Why interviewers ask questions you can't answer
Not every technical question is designed to have a right answer from you. Experienced interviewers at companies like 99X Technology, Calcey Technologies, and IFS are watching how you think — not just what you know.
When a senior engineer asks you about a distributed systems concept you've never implemented, they're testing:
- Whether you stay calm under pressure
- Whether you know the boundaries of your own knowledge
- Whether you can reason from first principles
- Whether you're honest about what you don't know
- Whether your thinking is systematic or scattered
Candidates who bluff get caught quickly. Candidates who freeze get screened out. The ones who get hired show structured thinking on unfamiliar ground.
The "think aloud" method
The single most effective technique is to say what you're thinking as you approach the problem — even when you're not sure where you're headed.
Start with what you do know that's adjacent to the question. If someone asks you to explain a consensus algorithm and you haven't worked with distributed systems, you might say: "I haven't implemented Raft directly, but from what I understand about distributed state, the core problem is ensuring nodes agree on a single sequence of operations. Let me reason through what properties a solution would need..."
This does three things: it signals intellectual honesty, demonstrates structured thinking, and often leads you to a more useful answer than you expected. Many Sri Lankan engineering managers will actively help you along once they see you're approaching it correctly.
"We'd rather hire someone who says 'I don't know this exactly, but here's how I'd approach figuring it out' than someone who confidently gives us a wrong answer." — A senior engineering manager at a Colombo-based product company
What to say when you have no footing at all
Sometimes you genuinely have nothing adjacent to build on. That's fine — but your response still matters.
Avoid these:
- "I don't know." (full stop, silence)
- "We didn't cover that in university."
- "Can you ask me something else?"
Say this instead:
- "That's outside what I've worked with directly. Could you tell me more about the context where it comes up? I'd like to see if I can reason toward it."
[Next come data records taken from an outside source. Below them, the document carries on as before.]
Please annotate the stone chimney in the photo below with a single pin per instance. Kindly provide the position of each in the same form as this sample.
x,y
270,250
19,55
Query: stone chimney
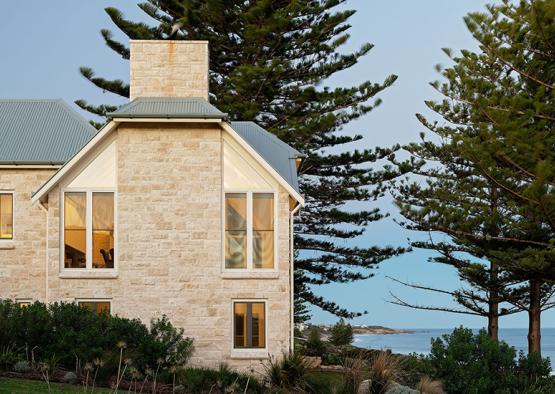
x,y
166,68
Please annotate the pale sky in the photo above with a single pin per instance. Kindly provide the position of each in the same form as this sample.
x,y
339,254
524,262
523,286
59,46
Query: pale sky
x,y
44,42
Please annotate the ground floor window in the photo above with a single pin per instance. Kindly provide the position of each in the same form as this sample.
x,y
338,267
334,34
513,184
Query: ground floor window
x,y
6,215
249,322
98,307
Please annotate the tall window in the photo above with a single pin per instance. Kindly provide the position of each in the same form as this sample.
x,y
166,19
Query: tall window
x,y
103,230
263,230
6,215
89,230
249,231
75,226
236,230
249,322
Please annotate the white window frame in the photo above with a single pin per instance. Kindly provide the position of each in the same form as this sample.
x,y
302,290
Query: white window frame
x,y
250,265
257,352
21,301
88,230
9,240
97,300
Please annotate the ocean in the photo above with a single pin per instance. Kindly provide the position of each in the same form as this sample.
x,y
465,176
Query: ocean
x,y
420,340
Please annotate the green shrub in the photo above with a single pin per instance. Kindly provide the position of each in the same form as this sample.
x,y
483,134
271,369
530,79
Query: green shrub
x,y
314,346
341,334
73,335
289,372
470,363
8,357
22,366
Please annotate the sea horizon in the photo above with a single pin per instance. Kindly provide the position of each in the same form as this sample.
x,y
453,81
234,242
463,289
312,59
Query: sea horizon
x,y
419,340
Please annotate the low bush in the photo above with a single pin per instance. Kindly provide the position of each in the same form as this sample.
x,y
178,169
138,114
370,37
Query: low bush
x,y
341,334
203,380
289,372
474,363
314,346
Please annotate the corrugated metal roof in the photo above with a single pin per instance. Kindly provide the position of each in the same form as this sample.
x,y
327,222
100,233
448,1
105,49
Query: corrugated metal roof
x,y
168,107
40,131
277,153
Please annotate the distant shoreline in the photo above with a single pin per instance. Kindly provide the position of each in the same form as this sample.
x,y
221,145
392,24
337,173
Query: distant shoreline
x,y
379,330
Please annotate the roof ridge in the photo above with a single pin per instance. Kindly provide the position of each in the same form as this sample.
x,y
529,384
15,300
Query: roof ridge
x,y
20,99
75,115
273,138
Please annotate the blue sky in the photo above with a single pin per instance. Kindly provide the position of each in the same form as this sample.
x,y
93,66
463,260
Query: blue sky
x,y
44,42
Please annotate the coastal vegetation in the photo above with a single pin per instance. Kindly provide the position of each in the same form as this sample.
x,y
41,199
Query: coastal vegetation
x,y
481,179
486,172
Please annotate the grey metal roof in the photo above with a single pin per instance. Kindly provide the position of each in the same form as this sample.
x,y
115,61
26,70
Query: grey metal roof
x,y
168,107
282,157
40,131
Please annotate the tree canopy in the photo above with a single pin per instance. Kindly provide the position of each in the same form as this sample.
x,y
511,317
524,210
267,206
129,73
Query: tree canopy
x,y
269,62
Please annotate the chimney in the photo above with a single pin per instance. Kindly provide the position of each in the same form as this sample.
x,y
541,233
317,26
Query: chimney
x,y
166,68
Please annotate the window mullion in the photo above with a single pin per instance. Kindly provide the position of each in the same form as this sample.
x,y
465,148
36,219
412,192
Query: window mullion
x,y
249,325
88,229
249,231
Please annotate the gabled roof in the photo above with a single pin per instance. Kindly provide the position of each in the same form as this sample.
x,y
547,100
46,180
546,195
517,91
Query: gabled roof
x,y
277,157
168,107
40,131
282,157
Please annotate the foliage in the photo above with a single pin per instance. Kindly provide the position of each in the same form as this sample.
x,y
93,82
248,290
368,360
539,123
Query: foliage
x,y
199,380
470,363
22,366
400,389
428,386
37,386
314,346
8,358
288,372
488,166
355,372
385,370
269,63
71,335
341,334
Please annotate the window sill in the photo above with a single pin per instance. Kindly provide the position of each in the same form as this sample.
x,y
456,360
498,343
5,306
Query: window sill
x,y
250,275
5,244
66,274
250,354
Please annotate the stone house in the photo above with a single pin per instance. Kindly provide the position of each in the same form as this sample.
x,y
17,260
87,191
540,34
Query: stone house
x,y
169,209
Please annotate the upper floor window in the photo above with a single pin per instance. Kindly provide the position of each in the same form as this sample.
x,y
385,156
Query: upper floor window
x,y
89,229
250,231
6,215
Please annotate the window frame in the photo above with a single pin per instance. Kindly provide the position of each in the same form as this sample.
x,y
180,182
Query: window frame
x,y
24,302
12,193
88,230
250,233
249,351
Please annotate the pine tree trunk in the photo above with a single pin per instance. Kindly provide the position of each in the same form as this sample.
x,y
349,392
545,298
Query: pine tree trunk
x,y
493,305
534,315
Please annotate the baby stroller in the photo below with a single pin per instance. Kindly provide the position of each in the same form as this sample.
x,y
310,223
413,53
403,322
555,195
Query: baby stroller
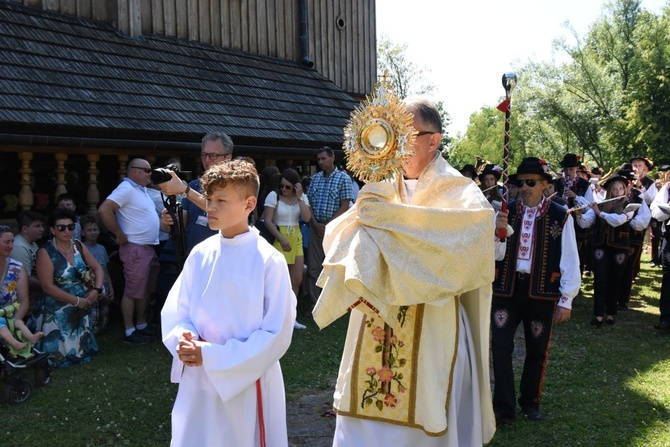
x,y
14,366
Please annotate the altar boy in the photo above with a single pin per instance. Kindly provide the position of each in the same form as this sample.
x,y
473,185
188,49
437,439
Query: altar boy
x,y
227,321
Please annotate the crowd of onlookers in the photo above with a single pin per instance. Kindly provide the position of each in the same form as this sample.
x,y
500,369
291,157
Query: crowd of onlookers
x,y
62,279
49,262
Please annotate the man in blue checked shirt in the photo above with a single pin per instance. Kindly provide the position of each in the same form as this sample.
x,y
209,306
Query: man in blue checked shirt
x,y
329,195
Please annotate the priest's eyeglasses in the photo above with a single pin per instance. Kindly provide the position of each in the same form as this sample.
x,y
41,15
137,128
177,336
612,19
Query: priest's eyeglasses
x,y
529,181
213,156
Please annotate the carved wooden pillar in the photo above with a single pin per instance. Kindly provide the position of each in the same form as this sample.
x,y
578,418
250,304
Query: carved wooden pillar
x,y
93,195
60,174
123,162
26,192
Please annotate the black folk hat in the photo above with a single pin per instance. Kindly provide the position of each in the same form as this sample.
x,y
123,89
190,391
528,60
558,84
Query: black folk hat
x,y
534,165
468,170
571,161
618,177
649,163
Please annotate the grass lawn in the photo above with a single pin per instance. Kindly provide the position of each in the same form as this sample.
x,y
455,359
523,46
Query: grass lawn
x,y
604,387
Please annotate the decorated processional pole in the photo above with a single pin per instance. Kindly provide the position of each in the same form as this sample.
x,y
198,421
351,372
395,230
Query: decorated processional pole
x,y
509,82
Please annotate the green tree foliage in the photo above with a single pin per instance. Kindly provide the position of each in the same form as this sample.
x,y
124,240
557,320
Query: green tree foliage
x,y
407,77
608,100
647,116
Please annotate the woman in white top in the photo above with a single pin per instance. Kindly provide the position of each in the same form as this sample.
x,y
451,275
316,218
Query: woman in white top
x,y
282,212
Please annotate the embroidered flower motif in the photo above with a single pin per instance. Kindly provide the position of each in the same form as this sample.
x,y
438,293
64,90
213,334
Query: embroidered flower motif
x,y
11,286
385,374
379,334
379,383
555,229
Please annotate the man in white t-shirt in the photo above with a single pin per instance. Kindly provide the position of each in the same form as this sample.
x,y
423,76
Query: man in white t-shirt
x,y
129,213
31,228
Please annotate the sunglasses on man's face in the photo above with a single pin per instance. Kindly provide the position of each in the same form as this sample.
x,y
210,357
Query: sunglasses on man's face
x,y
528,181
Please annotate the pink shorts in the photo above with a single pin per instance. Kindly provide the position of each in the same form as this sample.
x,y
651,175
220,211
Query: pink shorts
x,y
140,269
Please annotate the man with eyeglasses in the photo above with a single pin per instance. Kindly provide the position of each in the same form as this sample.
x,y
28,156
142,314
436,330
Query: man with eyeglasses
x,y
413,264
536,278
217,147
129,213
330,194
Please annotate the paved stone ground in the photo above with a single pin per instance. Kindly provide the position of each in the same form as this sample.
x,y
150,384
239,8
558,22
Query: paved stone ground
x,y
311,421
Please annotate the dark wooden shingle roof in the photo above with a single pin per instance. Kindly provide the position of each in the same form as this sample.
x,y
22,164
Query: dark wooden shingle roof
x,y
65,76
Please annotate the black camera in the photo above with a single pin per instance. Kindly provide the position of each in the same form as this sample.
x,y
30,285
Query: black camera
x,y
162,175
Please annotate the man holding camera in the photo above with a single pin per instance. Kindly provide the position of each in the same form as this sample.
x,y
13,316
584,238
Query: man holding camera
x,y
216,148
129,213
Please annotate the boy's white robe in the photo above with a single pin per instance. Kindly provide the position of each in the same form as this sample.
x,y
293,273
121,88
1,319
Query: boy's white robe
x,y
235,294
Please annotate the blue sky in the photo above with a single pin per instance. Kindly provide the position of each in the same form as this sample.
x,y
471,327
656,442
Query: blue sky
x,y
468,45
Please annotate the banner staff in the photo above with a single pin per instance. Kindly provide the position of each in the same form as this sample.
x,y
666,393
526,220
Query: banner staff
x,y
509,82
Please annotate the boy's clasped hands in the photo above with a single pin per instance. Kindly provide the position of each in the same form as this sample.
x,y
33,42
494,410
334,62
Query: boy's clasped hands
x,y
188,349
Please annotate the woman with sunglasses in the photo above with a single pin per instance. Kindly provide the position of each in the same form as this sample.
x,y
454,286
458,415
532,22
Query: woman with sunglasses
x,y
13,290
282,213
61,268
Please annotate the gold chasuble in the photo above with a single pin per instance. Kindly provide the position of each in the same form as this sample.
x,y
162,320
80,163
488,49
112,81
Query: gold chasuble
x,y
406,271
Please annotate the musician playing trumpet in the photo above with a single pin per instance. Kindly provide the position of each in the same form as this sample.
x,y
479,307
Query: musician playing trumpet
x,y
611,241
642,165
660,210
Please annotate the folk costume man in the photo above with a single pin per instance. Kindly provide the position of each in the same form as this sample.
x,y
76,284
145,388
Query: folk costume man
x,y
488,181
660,210
536,278
412,261
571,187
642,165
636,228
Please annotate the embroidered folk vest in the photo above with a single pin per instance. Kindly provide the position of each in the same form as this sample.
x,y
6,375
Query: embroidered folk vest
x,y
545,275
607,235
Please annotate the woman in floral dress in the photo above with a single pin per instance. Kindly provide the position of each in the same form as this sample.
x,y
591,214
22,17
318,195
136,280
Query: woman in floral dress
x,y
14,299
68,335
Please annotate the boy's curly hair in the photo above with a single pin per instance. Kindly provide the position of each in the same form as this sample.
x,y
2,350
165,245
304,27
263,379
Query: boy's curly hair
x,y
236,172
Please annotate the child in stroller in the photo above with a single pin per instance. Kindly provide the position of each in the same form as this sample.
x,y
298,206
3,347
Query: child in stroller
x,y
18,353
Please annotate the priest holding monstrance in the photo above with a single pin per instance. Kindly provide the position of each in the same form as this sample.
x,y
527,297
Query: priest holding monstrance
x,y
413,262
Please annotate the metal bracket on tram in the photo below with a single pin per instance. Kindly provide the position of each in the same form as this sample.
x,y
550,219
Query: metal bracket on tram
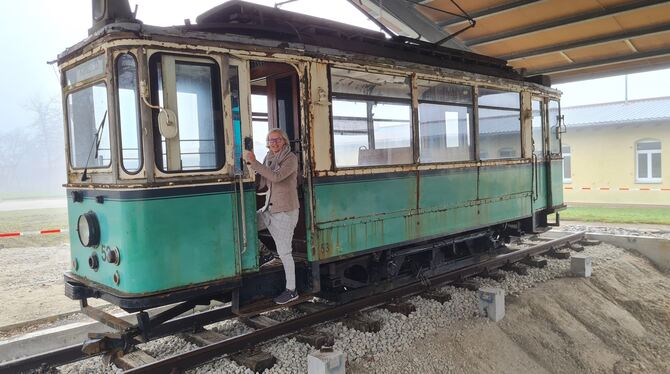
x,y
167,118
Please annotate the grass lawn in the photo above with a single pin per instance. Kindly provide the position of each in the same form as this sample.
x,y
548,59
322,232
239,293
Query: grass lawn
x,y
33,220
659,216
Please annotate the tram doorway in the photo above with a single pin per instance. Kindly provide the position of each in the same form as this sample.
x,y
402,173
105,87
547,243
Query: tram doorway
x,y
275,103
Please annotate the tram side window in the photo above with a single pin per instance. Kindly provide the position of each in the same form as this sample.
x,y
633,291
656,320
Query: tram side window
x,y
554,124
445,122
191,88
538,139
88,127
131,143
499,124
372,118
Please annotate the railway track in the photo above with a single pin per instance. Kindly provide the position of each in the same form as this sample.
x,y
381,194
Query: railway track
x,y
214,346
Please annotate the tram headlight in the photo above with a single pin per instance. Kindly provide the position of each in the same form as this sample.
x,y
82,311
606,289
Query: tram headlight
x,y
88,229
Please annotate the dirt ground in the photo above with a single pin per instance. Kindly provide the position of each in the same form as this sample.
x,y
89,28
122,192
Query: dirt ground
x,y
31,283
618,321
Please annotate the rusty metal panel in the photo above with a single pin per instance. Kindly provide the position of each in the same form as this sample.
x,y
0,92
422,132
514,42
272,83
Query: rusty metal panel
x,y
319,121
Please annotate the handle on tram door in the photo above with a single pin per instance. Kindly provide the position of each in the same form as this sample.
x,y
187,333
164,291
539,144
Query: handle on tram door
x,y
248,145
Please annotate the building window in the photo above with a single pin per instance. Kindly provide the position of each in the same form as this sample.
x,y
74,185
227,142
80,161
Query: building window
x,y
567,164
648,161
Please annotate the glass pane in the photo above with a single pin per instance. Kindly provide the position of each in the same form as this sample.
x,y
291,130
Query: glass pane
x,y
500,99
234,82
656,165
362,83
567,167
499,134
538,139
259,123
86,70
88,124
444,132
131,144
642,167
197,138
444,92
652,146
554,123
371,133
- "I'm not familiar with that specific tool. Here's how I'd approach learning it if I needed to implement it quickly on the job..."
- "I can speak to the underlying problem that technique is solving — would that be useful?"
The goal is to redirect toward something you can demonstrate, without pretending you know what you don't. A good interviewer will respect this far more than a confident bluff.
Preparing for known unknowns
Before any technical interview at a Sri Lankan firm, research the company's technology stack. If WSO2 is interviewing you, expect questions on identity servers, API gateways, and enterprise integration. If it's a fintech startup, expect queries on payment systems and possibly CBSL regulations on digital payments. If it's a defence or government contractor, expect questions about legacy integration and security protocols.
Build a preparation list with three tiers:
- Things you know well — prepare to explain them cleanly, without jargon inflation
- Things you've heard of but haven't used deeply — prepare a "here's how I'd approach it" script
- Things completely outside your experience — prepare honest acknowledgement plus curiosity
Most interviewers will tell you which tier they're listening for once you're honest about where you stand.
The follow-up that almost nobody sends
If a question stumped you, don't let it end there. A brief follow-up email sent within 24 hours — "I looked into the X question you asked and found that Y is how it works; I'd approach it by doing Z on the job" — is genuinely rare among candidates in Sri Lanka and often decisive in close calls.
It shows initiative, intellectual honesty, and enough professionalism to follow through on a gap you identified in yourself. Three years from now, when you're the one running interviews at your Colombo office, you'll remember exactly which candidates sent that email — and you'll have hired most of them.